This morning as I’m taking a shower, the door opens and an amplified small voice begins a tale of what his sister has done. I gave him a message, “Tell her when I get out of the shower, she is getting disciplined.” His response was “ummmmm, do I have to tell her that?” I really was just buying time to get to finish my shower by even suggesting that he deliver the message. I blurted out “No, you just have to trust that I will take care of it.”
I have been at this parenting gig for nearly 23 years and somehow, I still don’t have a cure for tattling. There are times when a report is helpful if it is keeping a person from harm and there are times when it is self serving. It seems to me that if this is just part of parenting, and it can’t be completely eliminated, we should learn to utilize it well. The situations our children encounter in our home are the building blocks that will prepare them to navigate their future adult years.
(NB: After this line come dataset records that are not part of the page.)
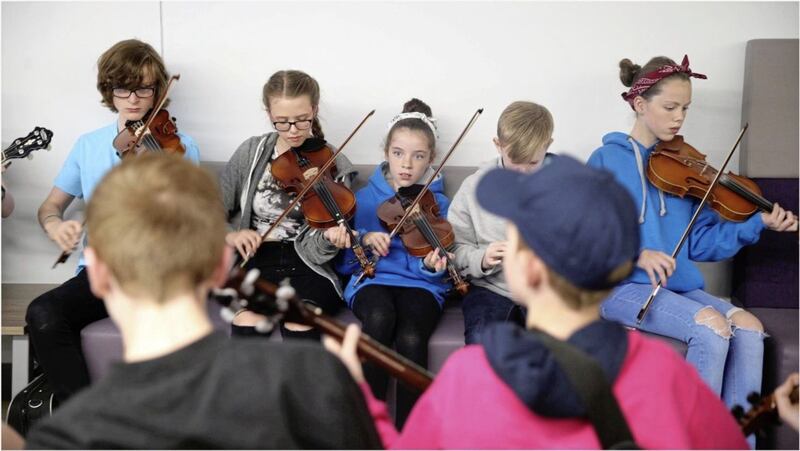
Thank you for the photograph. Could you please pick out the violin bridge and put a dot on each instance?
(311, 173)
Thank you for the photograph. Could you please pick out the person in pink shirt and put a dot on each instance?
(572, 236)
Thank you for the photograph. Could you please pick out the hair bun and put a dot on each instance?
(628, 71)
(417, 106)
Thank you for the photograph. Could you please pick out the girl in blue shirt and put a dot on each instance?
(725, 343)
(403, 302)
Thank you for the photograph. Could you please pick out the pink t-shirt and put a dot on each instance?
(468, 406)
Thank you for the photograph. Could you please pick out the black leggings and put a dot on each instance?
(405, 316)
(55, 320)
(279, 260)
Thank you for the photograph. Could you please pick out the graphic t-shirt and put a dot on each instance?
(269, 201)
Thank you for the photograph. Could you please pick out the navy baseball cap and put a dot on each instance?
(577, 219)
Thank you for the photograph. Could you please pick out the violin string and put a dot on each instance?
(333, 209)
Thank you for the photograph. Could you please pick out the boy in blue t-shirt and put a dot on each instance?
(130, 77)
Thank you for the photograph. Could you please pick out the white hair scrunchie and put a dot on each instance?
(429, 121)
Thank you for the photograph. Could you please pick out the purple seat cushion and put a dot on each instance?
(766, 274)
(780, 360)
(102, 342)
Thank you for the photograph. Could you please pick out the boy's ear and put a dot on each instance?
(99, 274)
(220, 275)
(639, 104)
(497, 145)
(535, 272)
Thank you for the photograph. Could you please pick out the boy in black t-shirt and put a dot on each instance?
(156, 247)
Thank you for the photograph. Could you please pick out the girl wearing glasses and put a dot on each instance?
(253, 200)
(130, 76)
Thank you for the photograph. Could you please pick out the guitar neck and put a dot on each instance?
(398, 366)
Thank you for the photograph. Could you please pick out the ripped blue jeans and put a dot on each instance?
(729, 360)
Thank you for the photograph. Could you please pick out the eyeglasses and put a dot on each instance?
(141, 93)
(284, 126)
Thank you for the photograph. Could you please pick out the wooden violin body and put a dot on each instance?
(426, 231)
(161, 135)
(326, 199)
(415, 234)
(678, 168)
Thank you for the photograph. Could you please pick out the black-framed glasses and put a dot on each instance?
(142, 93)
(284, 126)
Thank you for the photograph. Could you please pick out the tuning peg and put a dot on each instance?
(285, 292)
(227, 314)
(265, 326)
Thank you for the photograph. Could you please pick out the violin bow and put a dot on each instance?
(150, 119)
(65, 254)
(646, 306)
(414, 204)
(309, 185)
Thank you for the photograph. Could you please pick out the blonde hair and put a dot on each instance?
(292, 84)
(158, 222)
(524, 129)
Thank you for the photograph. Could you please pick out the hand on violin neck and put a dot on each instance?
(780, 220)
(378, 241)
(66, 234)
(658, 266)
(246, 242)
(493, 255)
(436, 261)
(338, 236)
(787, 410)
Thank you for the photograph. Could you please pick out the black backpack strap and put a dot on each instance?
(589, 382)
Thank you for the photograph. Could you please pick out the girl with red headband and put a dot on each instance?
(725, 343)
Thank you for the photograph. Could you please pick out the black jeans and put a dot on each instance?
(405, 316)
(277, 261)
(482, 307)
(55, 320)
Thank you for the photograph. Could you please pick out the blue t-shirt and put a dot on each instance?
(92, 157)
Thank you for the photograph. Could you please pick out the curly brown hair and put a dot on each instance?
(126, 65)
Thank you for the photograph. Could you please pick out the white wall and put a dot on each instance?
(455, 56)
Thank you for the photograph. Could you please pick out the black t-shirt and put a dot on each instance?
(218, 393)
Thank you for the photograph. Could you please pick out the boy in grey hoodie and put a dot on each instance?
(254, 199)
(524, 132)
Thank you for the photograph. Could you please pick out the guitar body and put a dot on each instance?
(37, 139)
(33, 403)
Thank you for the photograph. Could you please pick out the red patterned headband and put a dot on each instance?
(648, 80)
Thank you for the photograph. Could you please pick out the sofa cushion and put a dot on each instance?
(766, 274)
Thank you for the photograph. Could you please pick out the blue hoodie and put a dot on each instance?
(664, 216)
(399, 268)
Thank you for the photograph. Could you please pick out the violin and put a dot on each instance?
(247, 290)
(762, 412)
(427, 225)
(678, 168)
(328, 203)
(427, 231)
(158, 133)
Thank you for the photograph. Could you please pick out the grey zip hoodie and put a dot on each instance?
(238, 183)
(476, 228)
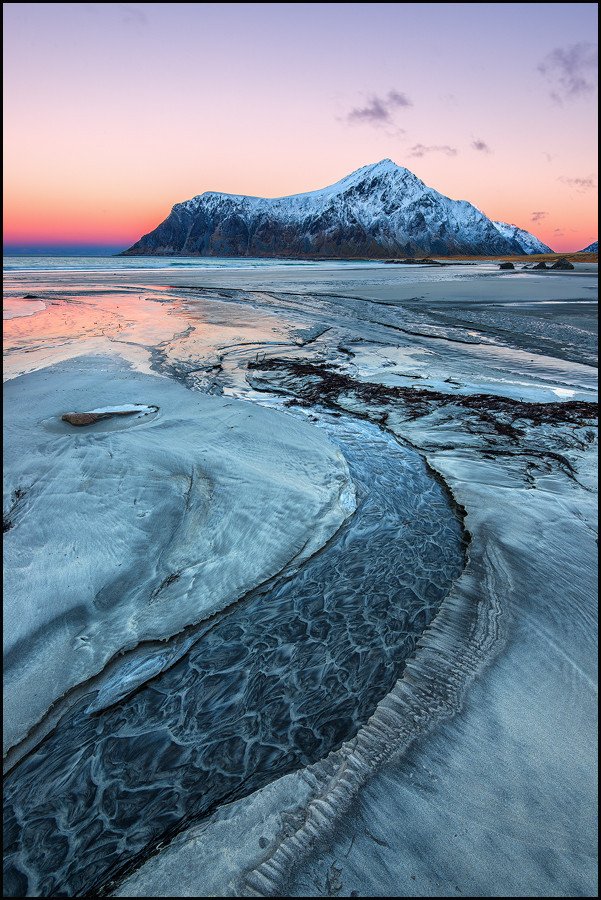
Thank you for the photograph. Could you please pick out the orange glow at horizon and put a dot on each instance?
(110, 118)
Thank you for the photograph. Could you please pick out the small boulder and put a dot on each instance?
(80, 419)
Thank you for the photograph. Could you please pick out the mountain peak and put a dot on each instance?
(380, 210)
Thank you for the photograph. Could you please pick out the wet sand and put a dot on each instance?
(484, 749)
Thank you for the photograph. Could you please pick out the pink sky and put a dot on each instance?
(115, 112)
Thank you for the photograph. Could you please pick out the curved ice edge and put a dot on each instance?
(135, 671)
(464, 636)
(467, 633)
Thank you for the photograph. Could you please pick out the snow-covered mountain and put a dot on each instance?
(528, 242)
(379, 211)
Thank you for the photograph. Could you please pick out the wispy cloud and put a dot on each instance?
(580, 184)
(570, 71)
(481, 146)
(379, 110)
(419, 150)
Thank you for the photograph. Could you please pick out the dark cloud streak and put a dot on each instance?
(580, 184)
(419, 150)
(379, 109)
(570, 71)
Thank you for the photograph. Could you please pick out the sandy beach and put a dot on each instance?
(142, 551)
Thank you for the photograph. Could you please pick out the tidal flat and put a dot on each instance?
(317, 616)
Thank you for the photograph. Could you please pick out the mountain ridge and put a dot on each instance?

How many times has someone come to me with report about another child quickly followed by a demand to know, what I am going to do about it. So many times! Sometimes I have heard, “They didn’t even get in trouble!” My kids have a high justice quotient and they want to know that I am not slacking in my parental duty to impart discipline on the oh, so obvious guilty party.
Are you curious about what my answer is when my children confront me about another person’s consequence or assumed lack thereof? I ask them, “Do I invite people to watch you be disciplined?” Followed by, “Do you want me to invite others to observe your discipline or would you rather keep it between us?” It is then that they agree that maybe I really am working it out as they have also in the past been pulled aside for a private talk.
Now lets step back for a minute and think, why do we discipline our children in the first place? Parenting isn’t just playing referee and making it through until bedtime. We do discipline them but the greater goal is to disciple them. There is a definite connection between the two. The way that we correct our children can bring life and springboard them into teachable adulthood. There is a greater picture being worked out and the small things in parenting make deposits into the final outcome for our children.
The more years we walk through life as parents, the more we see the parallel with God being our father and we His children. We mess up, and we see others mess up. He deals with each of us uniquely doesn’t He? Sometimes I need discipline, sometimes it’s someone else who needs it. Sometimes we just need love, patience and grace as we, in time, come to more maturity. (Sometimes our kids just need to know we love them as they grow into more maturity).
There are times when it seems that God isn’t noticing what’s going on, even when we come to Him and tell Him about the obvious guilty party. But just like the reminder I gave to my son this morning, we need to trust God and know that he will take care of it. Nothing goes without His knowledge. He is discipling us, His people, but in ways as unique as we are. Sometimes we might feel like He is standing by, not carrying out the justice we expect, but we must trust Him, because He has the greater picture worked out.